Some weights of BertForSequenceClassification were not initialized from the model checkpoint at dccuc

y el trainer de transformers

In [14]:
from transformers import TrainingArguments, Trainer

training_args = TrainingArguments(
    output_dir="./results",
    learning_rate=2e-5,
    per_device_train_batch_size=16,
    per_device_eval_batch_size=16,
    num_train_epochs=1,
    weight_decay=0.01,
)

trainer = Trainer(
    model=model,
    args=training_args,
    train_dataset=tokenized_dataset["train"],
    eval_dataset=tokenized_dataset["test"],
    tokenizer=tokenizer,
    data_collator=data_collator,
)

Como primer test, ejecutamos una sola epoca.

**IMPORTANTE:** en esta versión sólo entrenamos una vuelta sobre el conjunto trial.

In [15]:
trainer.train()

The following columns in the training set don't have a corresponding argument in `BertForSequenceClassification.forward` and have been ignored: text. If text are not expected by `BertForSequenceClassification.forward`,  you can safely ignore this message.
***** Running training *****
  Num examples = 10000
  Num Epochs = 1
  Instantaneous batch size per device = 16
  Total train batch size (w. parallel, distributed & accumulation) = 16
  Gradient Accumulation steps = 1
  Total optimization steps = 625
 80%|████████  | 500/625 [02:00<00:31,  3.95it/s]Saving model checkpoint to ./results/checkpoint-500
Configuration saved in ./results/checkpoint-500/config.json


{'loss': 2.5416, 'learning_rate': 4.000000000000001e-06, 'epoch': 0.8}


Model weights saved in ./results/checkpoint-500/pytorch_model.bin
tokenizer config file saved in ./results/checkpoint-500/tokenizer_config.json
Special tokens file saved in ./results/checkpoint-500/special_tokens_map.json
100%|██████████| 625/625 [02:33<00:00,  4.18it/s]
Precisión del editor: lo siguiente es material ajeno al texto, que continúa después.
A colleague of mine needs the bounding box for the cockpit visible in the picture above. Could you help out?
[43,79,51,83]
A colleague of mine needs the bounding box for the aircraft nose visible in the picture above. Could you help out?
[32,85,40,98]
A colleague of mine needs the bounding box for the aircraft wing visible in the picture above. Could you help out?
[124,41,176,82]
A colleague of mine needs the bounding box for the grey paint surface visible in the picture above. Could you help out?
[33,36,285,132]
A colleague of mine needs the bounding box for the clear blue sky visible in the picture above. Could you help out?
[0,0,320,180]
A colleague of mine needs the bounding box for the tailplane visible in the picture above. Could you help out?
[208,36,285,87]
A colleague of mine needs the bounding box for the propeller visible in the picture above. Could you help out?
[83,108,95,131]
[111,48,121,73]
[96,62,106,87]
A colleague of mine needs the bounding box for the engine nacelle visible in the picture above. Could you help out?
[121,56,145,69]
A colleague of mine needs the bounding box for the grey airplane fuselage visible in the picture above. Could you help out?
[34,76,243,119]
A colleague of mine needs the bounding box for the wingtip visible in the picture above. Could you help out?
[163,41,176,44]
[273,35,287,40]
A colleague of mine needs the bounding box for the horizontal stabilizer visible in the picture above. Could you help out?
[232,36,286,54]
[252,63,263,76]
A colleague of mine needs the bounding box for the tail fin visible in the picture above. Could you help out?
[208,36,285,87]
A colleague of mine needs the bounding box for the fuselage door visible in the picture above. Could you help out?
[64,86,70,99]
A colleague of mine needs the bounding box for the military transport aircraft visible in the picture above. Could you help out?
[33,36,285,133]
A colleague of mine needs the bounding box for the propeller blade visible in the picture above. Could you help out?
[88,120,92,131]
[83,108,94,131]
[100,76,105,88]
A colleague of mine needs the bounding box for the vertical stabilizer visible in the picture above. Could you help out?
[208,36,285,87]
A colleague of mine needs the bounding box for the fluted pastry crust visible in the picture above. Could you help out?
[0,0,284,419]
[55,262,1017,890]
Training completed. Do not forget to share your model on huggingface.co/models =)


100%|██████████| 625/625 [02:33<00:00,  4.07it/s]

{'train_runtime': 153.7477, 'train_samples_per_second': 65.042, 'train_steps_per_second': 4.065, 'train_loss': 2.520683837890625, 'epoch': 1.0}





TrainOutput(global_step=625, training_loss=2.520683837890625, metrics={'train_runtime': 153.7477, 'train_samples_per_second': 65.042, 'train_steps_per_second': 4.065, 'train_loss': 2.520683837890625, 'epoch': 1.0})

Nos hemos demorado 2 minutos y medio.